Der Anstieg des Meeresspiegels wurde bisher deutlich unterschätzt. Denn selbst als stabil geglaubte Gletscher im Nordosten Grönlands schmelzen massiv.

Bisher als stabil geltende Gletscher im Nordosten Grönlands verlieren nach einer aktuellen Studie riesige Eismassen. Jedes Jahr schmelzen zehn Gigatonnen (zehn Milliarden Tonnen) Eis im nordöstlichen Eisstrom. Das berichtet ein Team von Wissenschaftlern der Technischen Universität Dänemark im Fachjournal Nature Climate Change.

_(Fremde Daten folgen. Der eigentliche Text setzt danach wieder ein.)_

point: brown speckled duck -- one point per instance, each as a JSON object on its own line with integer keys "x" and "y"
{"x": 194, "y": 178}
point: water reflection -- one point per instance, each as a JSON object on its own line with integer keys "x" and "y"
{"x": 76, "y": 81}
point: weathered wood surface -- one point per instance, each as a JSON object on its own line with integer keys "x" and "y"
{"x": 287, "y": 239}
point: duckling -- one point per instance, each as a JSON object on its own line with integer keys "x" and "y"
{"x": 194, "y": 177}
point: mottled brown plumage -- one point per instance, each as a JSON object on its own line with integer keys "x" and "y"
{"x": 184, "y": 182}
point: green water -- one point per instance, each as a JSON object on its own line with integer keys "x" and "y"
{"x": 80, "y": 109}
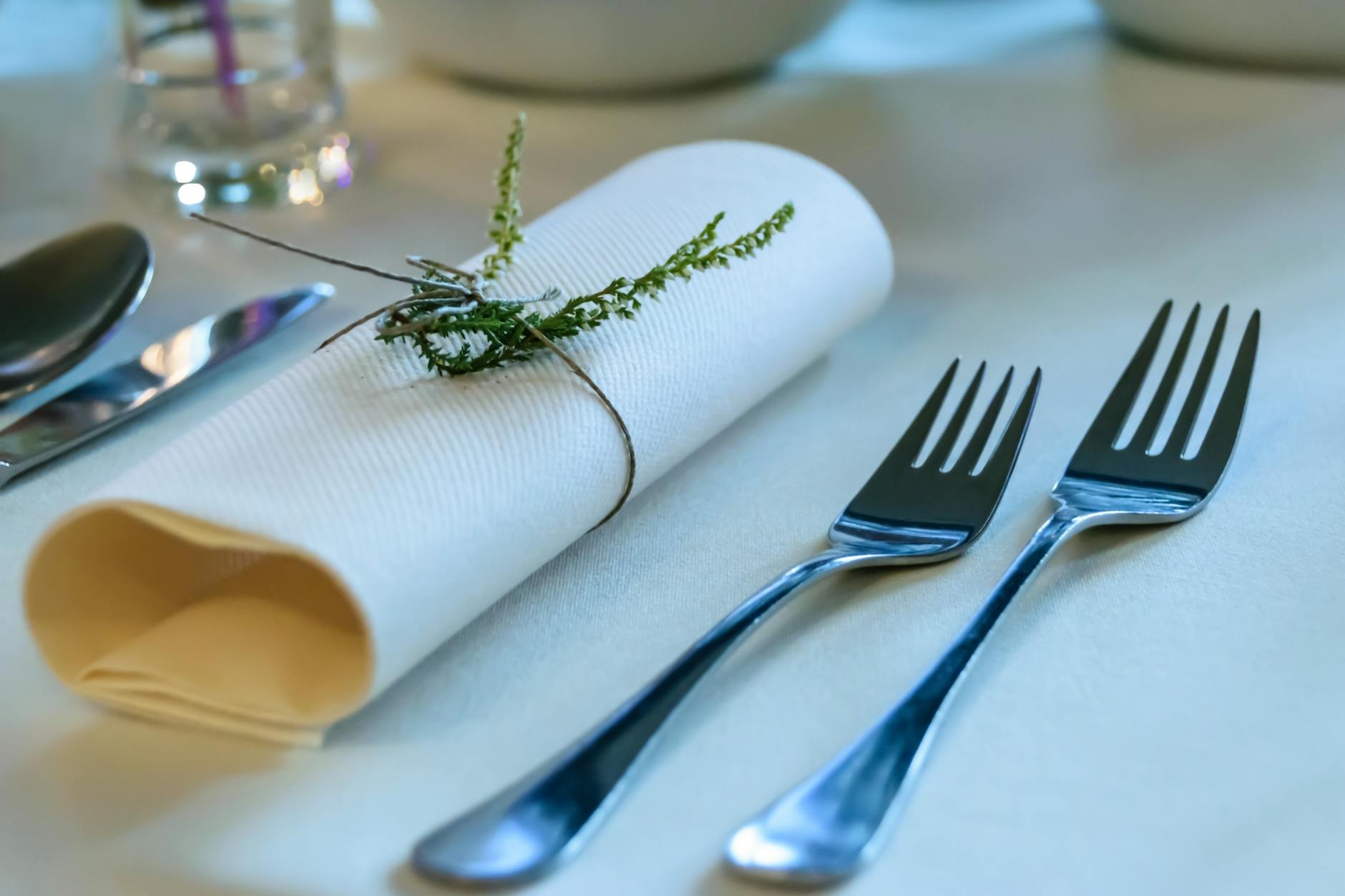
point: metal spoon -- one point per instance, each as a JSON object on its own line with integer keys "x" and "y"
{"x": 62, "y": 299}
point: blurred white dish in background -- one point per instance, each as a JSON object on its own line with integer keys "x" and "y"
{"x": 603, "y": 45}
{"x": 1281, "y": 33}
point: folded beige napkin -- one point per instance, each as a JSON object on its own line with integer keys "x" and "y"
{"x": 275, "y": 569}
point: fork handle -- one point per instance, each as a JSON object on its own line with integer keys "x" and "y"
{"x": 829, "y": 825}
{"x": 525, "y": 830}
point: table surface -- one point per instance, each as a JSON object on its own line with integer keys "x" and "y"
{"x": 1160, "y": 714}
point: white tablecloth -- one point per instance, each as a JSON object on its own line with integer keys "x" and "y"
{"x": 1163, "y": 711}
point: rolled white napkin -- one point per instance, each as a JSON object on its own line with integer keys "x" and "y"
{"x": 275, "y": 569}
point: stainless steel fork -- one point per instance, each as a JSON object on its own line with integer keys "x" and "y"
{"x": 836, "y": 821}
{"x": 904, "y": 514}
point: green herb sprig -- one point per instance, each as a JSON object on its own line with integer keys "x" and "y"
{"x": 486, "y": 333}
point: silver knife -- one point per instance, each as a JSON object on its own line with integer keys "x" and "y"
{"x": 123, "y": 392}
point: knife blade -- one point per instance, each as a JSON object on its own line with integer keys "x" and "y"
{"x": 120, "y": 393}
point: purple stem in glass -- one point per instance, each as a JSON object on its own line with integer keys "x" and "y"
{"x": 226, "y": 68}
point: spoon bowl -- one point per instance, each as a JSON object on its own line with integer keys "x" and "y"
{"x": 64, "y": 299}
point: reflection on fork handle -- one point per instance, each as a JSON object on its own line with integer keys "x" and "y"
{"x": 833, "y": 822}
{"x": 525, "y": 830}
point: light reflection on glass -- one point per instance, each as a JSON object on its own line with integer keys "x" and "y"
{"x": 191, "y": 194}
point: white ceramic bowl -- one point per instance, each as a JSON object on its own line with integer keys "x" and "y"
{"x": 603, "y": 45}
{"x": 1277, "y": 33}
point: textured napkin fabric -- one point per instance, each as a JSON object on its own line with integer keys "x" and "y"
{"x": 279, "y": 567}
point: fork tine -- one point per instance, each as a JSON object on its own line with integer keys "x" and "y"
{"x": 1107, "y": 425}
{"x": 906, "y": 451}
{"x": 1158, "y": 407}
{"x": 1228, "y": 418}
{"x": 1196, "y": 397}
{"x": 950, "y": 435}
{"x": 972, "y": 453}
{"x": 1007, "y": 453}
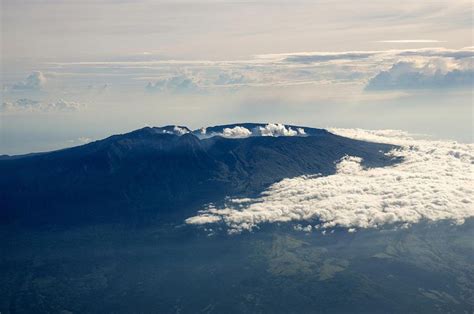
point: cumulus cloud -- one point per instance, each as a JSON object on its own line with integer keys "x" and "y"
{"x": 29, "y": 105}
{"x": 434, "y": 182}
{"x": 35, "y": 81}
{"x": 179, "y": 83}
{"x": 277, "y": 129}
{"x": 271, "y": 129}
{"x": 433, "y": 74}
{"x": 236, "y": 132}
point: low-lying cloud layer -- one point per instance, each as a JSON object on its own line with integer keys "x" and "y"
{"x": 434, "y": 182}
{"x": 271, "y": 129}
{"x": 29, "y": 105}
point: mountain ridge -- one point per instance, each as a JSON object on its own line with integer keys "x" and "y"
{"x": 152, "y": 173}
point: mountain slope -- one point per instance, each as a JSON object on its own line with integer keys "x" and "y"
{"x": 152, "y": 173}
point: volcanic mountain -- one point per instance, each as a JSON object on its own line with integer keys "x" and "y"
{"x": 155, "y": 173}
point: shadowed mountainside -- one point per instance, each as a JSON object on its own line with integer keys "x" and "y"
{"x": 151, "y": 173}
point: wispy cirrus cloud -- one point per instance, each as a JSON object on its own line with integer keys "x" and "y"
{"x": 411, "y": 41}
{"x": 30, "y": 105}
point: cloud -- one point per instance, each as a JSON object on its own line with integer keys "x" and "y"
{"x": 236, "y": 132}
{"x": 271, "y": 129}
{"x": 433, "y": 183}
{"x": 179, "y": 83}
{"x": 29, "y": 105}
{"x": 277, "y": 129}
{"x": 328, "y": 56}
{"x": 432, "y": 74}
{"x": 410, "y": 41}
{"x": 35, "y": 81}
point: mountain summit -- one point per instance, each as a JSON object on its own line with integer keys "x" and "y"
{"x": 159, "y": 172}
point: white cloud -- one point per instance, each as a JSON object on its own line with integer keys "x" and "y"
{"x": 435, "y": 73}
{"x": 411, "y": 41}
{"x": 179, "y": 130}
{"x": 434, "y": 182}
{"x": 271, "y": 129}
{"x": 35, "y": 81}
{"x": 29, "y": 105}
{"x": 236, "y": 132}
{"x": 179, "y": 83}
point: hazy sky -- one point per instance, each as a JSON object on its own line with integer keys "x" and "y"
{"x": 79, "y": 70}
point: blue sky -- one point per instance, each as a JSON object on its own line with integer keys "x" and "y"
{"x": 73, "y": 71}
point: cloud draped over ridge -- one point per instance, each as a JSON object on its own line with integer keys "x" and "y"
{"x": 434, "y": 182}
{"x": 410, "y": 75}
{"x": 271, "y": 129}
{"x": 35, "y": 81}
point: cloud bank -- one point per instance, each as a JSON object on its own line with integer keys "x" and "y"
{"x": 433, "y": 74}
{"x": 271, "y": 129}
{"x": 433, "y": 183}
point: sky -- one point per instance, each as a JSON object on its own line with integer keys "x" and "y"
{"x": 76, "y": 71}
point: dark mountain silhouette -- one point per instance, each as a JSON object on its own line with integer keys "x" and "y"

Die Wissenschaftler untersuchten den nordöstlichen Eisstrom, der 25 Jahre lang als stabil galt.

„Anstieg des Meeresspiegels wurde unterschätzt“

Laut der kürzlich veröffentlichten Studie ist auch dieser Teil des grönländischen Eises gefährdet. In nur sechs Jahren schmolz der nordöstliche Eisstrom ganze 20 Kilometer ab. Der weiter südlich liegende Jakobshavn Gletscher verlor im Vergleich 35 Kilometer Eismasse in 150 Jahren. Das rapide Schmelzen der nordöstlichen Gletschergebiete ist besonders brisant. Denn im Gegensatz zu anderen großen Gletschern in Grönland führt der nordöstliche Eisstrom 700 Kilometer tief ins Inland hinein. Die Veränderungen in den Randgebieten könnten so die Balance der Eismassen im Landesinneren beeinflussen. Die mögliche Folge: Riesige Eisbrocken lösen sich vom Inlandeis und strömen ins Meer.

Die Anstiegsszenarien des Meeresspiegels gingen bisher aber von einem stabilen nordöstlichen Eisstrom aus. Die von der Studie jetzt entdeckte Schmelze und das zusätzlich wegbrechende Eis im Inland wurden in den Berechnungen nicht einbezogen. „Das bedeutet, dass diese Modelle den Anstieg des Meeresspiegels unterschätzten“, warnt Studienautor Shfaqat Abbas Khan.